Vegetable Oil (2 tbsp)
- Calories: 120 kcal
- Protein: 0 grams
- Fat: 14 grams
- Carbohydrates: 0 grams
Benefits:
- Provides healthy fats for cooking.
- Helps in sautéing and adds richness to the dish.
Onion (1 medium)
- Calories: 60 kcal
- Protein: 1 gram
- Fat: 0 grams
- Carbohydrates: 14 grams
Benefits:
- Adds flavor and aroma.
- Contains antioxidants and vitamins, including vitamin C.
Garlic (4 cloves)
- Calories: 4 kcal
- Protein: 0.2 grams
- Fat: 0 grams
- Carbohydrates: 1 gram
Benefits:
- Contains allicin, which has potential anti-inflammatory and immune-boosting properties.
- Enhances the flavor profile of the dish.
Ginger (1 thumb-sized piece)
- Calories: 5 kcal
- Protein: 0 grams
- Fat: 0 grams
- Carbohydrates: 1 gram
Benefits:
- Has anti-inflammatory and digestive benefits.

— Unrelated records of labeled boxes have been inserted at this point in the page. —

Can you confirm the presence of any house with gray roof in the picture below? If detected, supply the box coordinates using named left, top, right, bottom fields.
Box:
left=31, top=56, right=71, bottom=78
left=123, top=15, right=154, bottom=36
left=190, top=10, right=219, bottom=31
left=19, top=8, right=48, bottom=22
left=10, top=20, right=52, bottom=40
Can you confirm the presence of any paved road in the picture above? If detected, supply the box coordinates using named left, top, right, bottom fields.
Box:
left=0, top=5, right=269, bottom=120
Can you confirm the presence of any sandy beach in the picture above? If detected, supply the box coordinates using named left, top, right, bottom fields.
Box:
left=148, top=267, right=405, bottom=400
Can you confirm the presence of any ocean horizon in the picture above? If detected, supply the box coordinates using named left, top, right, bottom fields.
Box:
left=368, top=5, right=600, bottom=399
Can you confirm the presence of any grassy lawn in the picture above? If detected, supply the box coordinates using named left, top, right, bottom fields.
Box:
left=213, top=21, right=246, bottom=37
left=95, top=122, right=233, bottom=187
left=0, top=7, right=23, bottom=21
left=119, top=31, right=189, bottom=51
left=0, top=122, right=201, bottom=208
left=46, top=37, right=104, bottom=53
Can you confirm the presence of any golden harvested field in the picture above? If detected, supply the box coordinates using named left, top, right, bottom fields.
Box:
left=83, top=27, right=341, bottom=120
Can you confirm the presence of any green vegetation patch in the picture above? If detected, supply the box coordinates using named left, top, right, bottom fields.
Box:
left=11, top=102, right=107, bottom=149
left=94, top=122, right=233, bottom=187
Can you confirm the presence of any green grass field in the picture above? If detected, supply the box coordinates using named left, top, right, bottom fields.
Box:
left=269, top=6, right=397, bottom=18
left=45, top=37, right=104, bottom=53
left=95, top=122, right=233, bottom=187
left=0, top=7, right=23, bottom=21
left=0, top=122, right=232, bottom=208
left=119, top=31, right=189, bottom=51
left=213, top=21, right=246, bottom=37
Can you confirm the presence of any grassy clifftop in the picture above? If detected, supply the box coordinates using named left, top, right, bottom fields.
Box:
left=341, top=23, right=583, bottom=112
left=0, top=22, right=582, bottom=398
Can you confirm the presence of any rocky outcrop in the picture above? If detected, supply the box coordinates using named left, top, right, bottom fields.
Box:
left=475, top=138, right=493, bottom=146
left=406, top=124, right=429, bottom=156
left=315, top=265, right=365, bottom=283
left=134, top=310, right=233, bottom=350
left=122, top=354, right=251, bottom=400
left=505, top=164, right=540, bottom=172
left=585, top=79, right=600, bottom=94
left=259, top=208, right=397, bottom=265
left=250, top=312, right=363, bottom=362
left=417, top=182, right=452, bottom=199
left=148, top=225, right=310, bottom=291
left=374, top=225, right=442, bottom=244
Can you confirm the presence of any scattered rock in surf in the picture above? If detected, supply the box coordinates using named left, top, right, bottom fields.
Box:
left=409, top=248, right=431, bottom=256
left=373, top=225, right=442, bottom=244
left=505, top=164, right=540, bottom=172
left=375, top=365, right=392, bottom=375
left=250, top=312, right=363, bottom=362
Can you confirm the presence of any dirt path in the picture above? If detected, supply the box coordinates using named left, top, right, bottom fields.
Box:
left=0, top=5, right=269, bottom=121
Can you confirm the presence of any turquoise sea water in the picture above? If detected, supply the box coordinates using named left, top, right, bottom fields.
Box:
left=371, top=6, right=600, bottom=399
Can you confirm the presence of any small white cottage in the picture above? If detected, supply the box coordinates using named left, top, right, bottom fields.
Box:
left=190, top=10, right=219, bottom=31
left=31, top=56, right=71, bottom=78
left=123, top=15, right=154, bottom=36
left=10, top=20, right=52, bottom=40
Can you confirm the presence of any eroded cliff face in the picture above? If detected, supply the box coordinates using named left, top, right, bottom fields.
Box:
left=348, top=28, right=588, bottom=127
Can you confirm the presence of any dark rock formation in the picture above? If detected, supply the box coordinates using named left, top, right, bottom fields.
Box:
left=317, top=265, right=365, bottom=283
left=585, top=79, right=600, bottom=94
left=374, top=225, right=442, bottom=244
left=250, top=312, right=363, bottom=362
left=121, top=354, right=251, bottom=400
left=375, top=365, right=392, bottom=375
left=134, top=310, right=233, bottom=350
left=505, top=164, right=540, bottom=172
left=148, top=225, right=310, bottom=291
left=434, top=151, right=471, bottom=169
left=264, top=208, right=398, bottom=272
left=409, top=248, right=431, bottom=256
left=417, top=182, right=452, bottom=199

- Adds a warm, spicy flavor.
Tomatoes (2 medium)
- Calories: 22 kcal
- Protein: 1 gram
- Fat: 0 grams
- Carbohydrates: 5 grams
Benefits:
- Rich in antioxidants like lycopene, which supports heart health.
- Provides vitamin C and potassium.
Radish (1 medium)
- Calories: 2 kcal
- Protein: 0 grams
- Fat: 0 grams
- Carbohydrates: 1 gram
Benefits:
- Low in calories and high in fiber.
- Provides vitamin C and supports digestive health.
Eggplant (1 small)
- Calories: 20 kcal
- Protein: 0.8 grams
- Fat: 0.1 grams
- Carbohydrates: 5 grams
Benefits:
- High in antioxidants and fiber.
- Supports heart health and digestive function.
String Beans (1 cup)
- Calories: 35 kcal
- Protein: 2 grams
- Fat: 0 grams
- Carbohydrates: 7 grams
Benefits:
- Provides fiber, vitamins A, C, and K.
- Supports overall health and digestion.
Fish or Chicken Broth (4 cups)
- Calories: 15 kcal
- Protein: 2 grams
- Fat: 1 gram
- Carbohydrates: 1 gram
Benefits:
- Adds depth of flavor and richness.
- Provides some protein and essential minerals.
Fish Sauce (2 tbsp)
- Calories: 10 kcal
- Protein: 1 gram
- Fat: 0 grams
- Carbohydrates: 1 gram
- Sodium: 900 mg
Benefits:
- Adds a savory umami flavor.
- Contains small amounts of protein.
Salt and Pepper - To taste
- Sodium: 2300 mg
Benefits:
- Enhances flavor.
- Pepper adds a hint of spice and may have antioxidant properties.
Green Onions (2-3 stalks, chopped)
- Calories: 5 kcal
- Protein: 0.2 grams
- Fat: 0 grams
- Carbohydrates: 1 gram
Benefits:
- Adds flavor and a hint of freshness.
- Contains vitamins and minerals.
Fresh Malunggay Leaves or Spinach (1 cup)
- Calories: 7 kcal
- Protein: 1 gram
- Fat: 0 grams
- Carbohydrates: ~1 gram
Benefits:
- High in vitamins A, C, and K.
- Provides antioxidants and supports overall health.
This combination of ingredients will make a nutritious and flavorful fish stew, rich in vitamins, minerals, and antioxidants, and balanced with savory, spicy, and fresh flavors.